How to modify existing Azure Subnet and add new service endpoints using Terraform script

jjayaraman · April 10, 2024, 3:00pm

How to modify existing Azure Subnet and add new service endpoints using Terraform script?

I tried this option… but seems this is not available.


# Service endpoints to associate with the existing subnet
locals {
  service_endpoints = [
    "Microsoft.EventHub",
    "Microsoft.KeyVault",
    "Microsoft.ServiceBus",
    "Microsoft.Sql",
    "Microsoft.Storage"
  ]
}
 
# Create service endpoint associations for each service
resource "azurerm_subnet_service_endpoint" "subnet1_association" {
  for_each = { for idx, endpoint in local.service_endpoints : idx => endpoint }
 
  subnet_id               = data.azurerm_subnet.subnet1.id
  service_endpoint_policy = each.value
}

But it complained about azurerm_subnet_service_endpoint… seems its not available

User
$ terraform plan
╷
│ Error: Invalid resource type
│
│ on subnet_serviceendpoint_association.tf line 13, in resource “azurerm_subnet_service_endpoint” “subnet1_association”:
│ 13: resource “azurerm_subnet_service_endpoint” “subnet1_association” {
│
│ The provider hashicorp/azurerm does not support resource type “azurerm_subnet_service_endpoint”.

As second option i tried this, but terraform plan command says it will create a new resoruce instead of updating existing subnet.

data "azurerm_subnet" "subnet1" {
  name                 = var.subnet1
  resource_group_name  = data.azurerm_resource_group.rg_ss.name
  virtual_network_name = data.azurerm_virtual_network.vnet1.name
}


resource "azurerm_subnet" "existing_subnet" {
  # id                   = data.azurerm_subnet.subnet1.id
  name                 = data.azurerm_subnet.subnet1.name
  resource_group_name  = data.azurerm_subnet.subnet1.resource_group_name
  virtual_network_name = data.azurerm_subnet.subnet1.virtual_network_name
  address_prefixes     = data.azurerm_subnet.subnet1.address_prefixes

  service_endpoints = [
    "Microsoft.EventHub",
    "Microsoft.KeyVault",
    "Microsoft.ServiceBus",
    "Microsoft.Sql",
    "Microsoft.Storage"
  ]
}

terraform plan

Terraform used the selected providers to generate the following execution plan.

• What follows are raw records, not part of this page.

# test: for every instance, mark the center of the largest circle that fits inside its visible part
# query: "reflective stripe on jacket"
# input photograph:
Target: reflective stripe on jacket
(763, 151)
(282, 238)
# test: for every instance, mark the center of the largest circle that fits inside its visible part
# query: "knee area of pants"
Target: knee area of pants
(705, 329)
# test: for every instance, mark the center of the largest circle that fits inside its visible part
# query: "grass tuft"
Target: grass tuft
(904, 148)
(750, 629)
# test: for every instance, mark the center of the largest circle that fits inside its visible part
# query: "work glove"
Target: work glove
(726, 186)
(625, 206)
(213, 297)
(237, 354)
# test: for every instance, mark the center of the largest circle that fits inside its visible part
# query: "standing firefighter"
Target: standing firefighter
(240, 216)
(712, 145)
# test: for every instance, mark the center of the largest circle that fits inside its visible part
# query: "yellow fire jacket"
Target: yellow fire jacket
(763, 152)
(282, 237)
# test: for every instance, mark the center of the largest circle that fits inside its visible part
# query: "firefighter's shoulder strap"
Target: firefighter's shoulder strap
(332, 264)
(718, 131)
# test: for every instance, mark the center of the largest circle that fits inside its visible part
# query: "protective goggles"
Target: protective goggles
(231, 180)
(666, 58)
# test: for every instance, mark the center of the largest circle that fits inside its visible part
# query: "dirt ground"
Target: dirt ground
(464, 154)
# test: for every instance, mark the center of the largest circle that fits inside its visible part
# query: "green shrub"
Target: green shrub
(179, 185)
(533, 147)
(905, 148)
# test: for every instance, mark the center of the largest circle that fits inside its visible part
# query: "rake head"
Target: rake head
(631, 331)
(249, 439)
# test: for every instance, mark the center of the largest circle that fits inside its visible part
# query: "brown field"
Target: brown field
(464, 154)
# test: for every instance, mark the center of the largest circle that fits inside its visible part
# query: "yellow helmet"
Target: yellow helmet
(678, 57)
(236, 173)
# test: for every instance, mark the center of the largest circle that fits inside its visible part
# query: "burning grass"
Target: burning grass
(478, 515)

Resource actions are indicated with the following symbols:
  + create

Terraform will perform the following actions:

  # azurerm_subnet.example will be created
  + resource "azurerm_subnet" "example" {
      + address_prefixes                               = [
          + "10.0.0.0/24",
        ]
      + enforce_private_link_endpoint_network_policies = (known after apply)
      + enforce_private_link_service_network_policies  = (known after apply)
      + id                                             = (known after apply)
      + name                                           = "default"
      + private_endpoint_network_policies_enabled      = (known after apply)
      + private_link_service_network_policies_enabled  = (known after apply)
      + resource_group_name                            = "rgxxxx"
      + service_endpoints                              = [
          + "Microsoft.EventHub",
          + "Microsoft.KeyVault",
          + "Microsoft.ServiceBus",
          + "Microsoft.Sql",
          + "Microsoft.Storage",
        ]
      + virtual_network_name                           = "vnetxxxxx"
    }

Plan: 1 to add, 0 to change, 0 to destroy.